It reminds me of an updated version of a vehicle that one can buy plans for from RQRiley. http://www.rqriley.com The at RQRiley is enclosed and gets fresh air from the surface from one of the pontoons that stay on the surface and used air is expelled via the other surface pontoon. It is electric powered. It has emergency ballast that can be dropped in case one needs to get to the surface.

BigWarpGuy
19th November, 2013 @ 05:35 am PST

This is an interesting concept and it could be a lot of fun to use.

Two key points would concern me, however:

1) Unprotected propellers could be very dangerous to divers and indeed to the crew themselves if one were to to become dislodged from the craft.

2) I would worry about a craft controlled solely from underwater with no controller or 'lookout' above water. Distracted divers could crash the craft into other surface objects (including swimmers). Also they would be unaware of any other approaching dangers at the surface. (e.g. a jetski)

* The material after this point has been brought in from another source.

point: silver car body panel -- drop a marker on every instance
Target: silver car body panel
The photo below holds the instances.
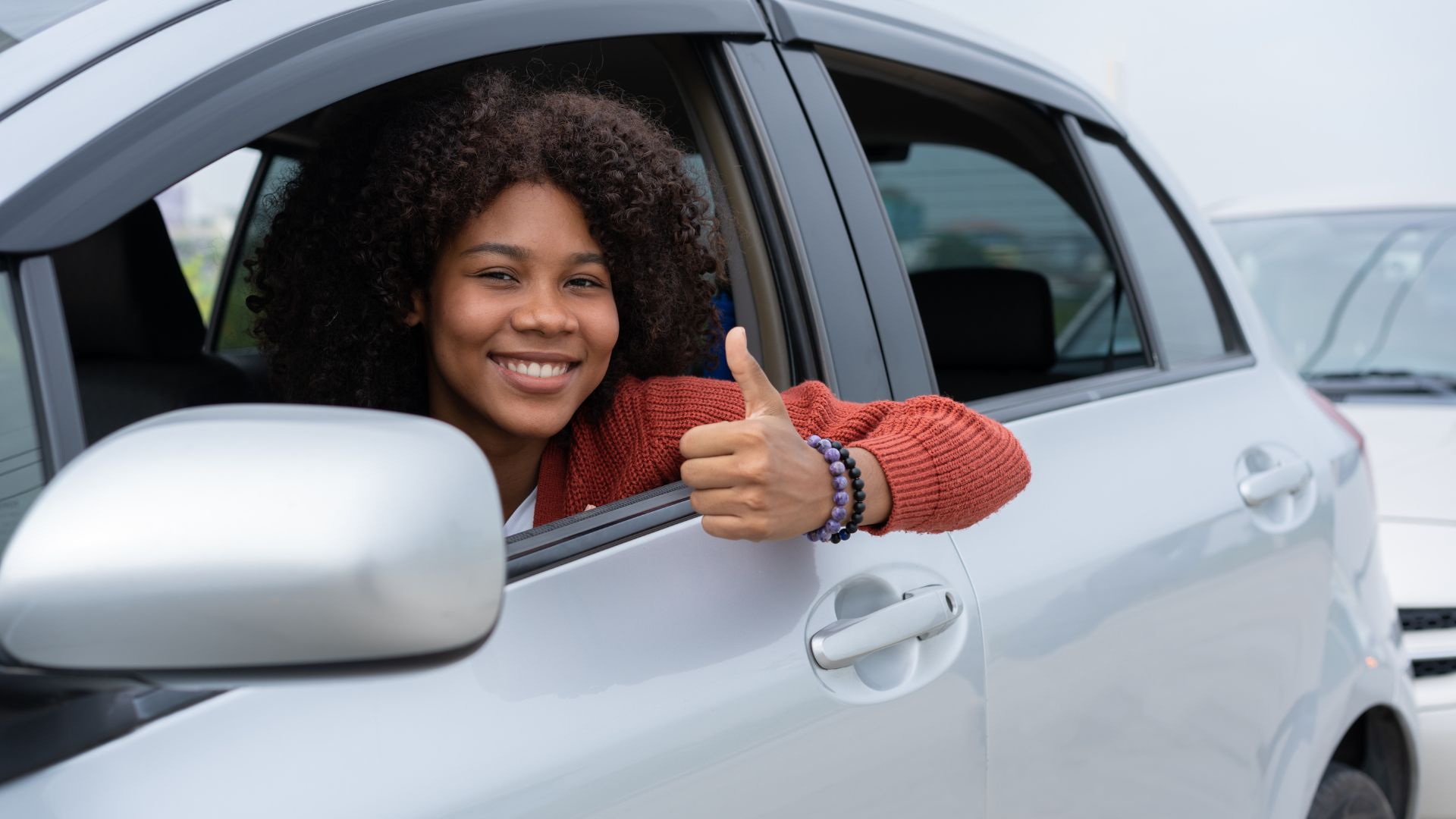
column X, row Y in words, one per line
column 661, row 678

Perhaps if these points were addressed the Platypus could soon attract a big following.

Alien
19th November, 2013 @ 08:47 am PST

Hi Alien

the craft in this article is the prototype: we will announce soon the final version that will be equipped automatically with a 360° vision system from underwater and protected propellers

We do not want to take any risk regarding safety of passengers and drivers !

Thanks for your interest

FAB

Platypus Craft
19th November, 2013 @ 10:53 am PST

Like the idea - places that have calm-water coral reefs would buy dozens for gentle underwater viewing platforms, without disturbing the reefs. I hope they have some sort of "early warning system" to avoid running out of air compressor power / fuel.

The Skud
19th November, 2013 @ 05:27 pm PST

Hi "The Skud"

yes the air compressor as the hydraulic system is running on electric energy. The batteries for these systems are AGM type, the most reliable one, and a warning system (just a waterproof led) is indicating on the nacelle low level battery. Also the air compressor is equipped with an air reserve used on many hookah systems to more the breathing more comfortable and for safety reasons: we used this model in order to avoid any issue.

Platypus Craft
20th November, 2013 @ 04:05 am PST

The heads of the divers seem to be about 1m under the water. Why not just have a glass bottomed boat? A central narrow section of the boat could project say 1.5m downwards with windows in the sides. You don't even need to get wet! No problem with air supply.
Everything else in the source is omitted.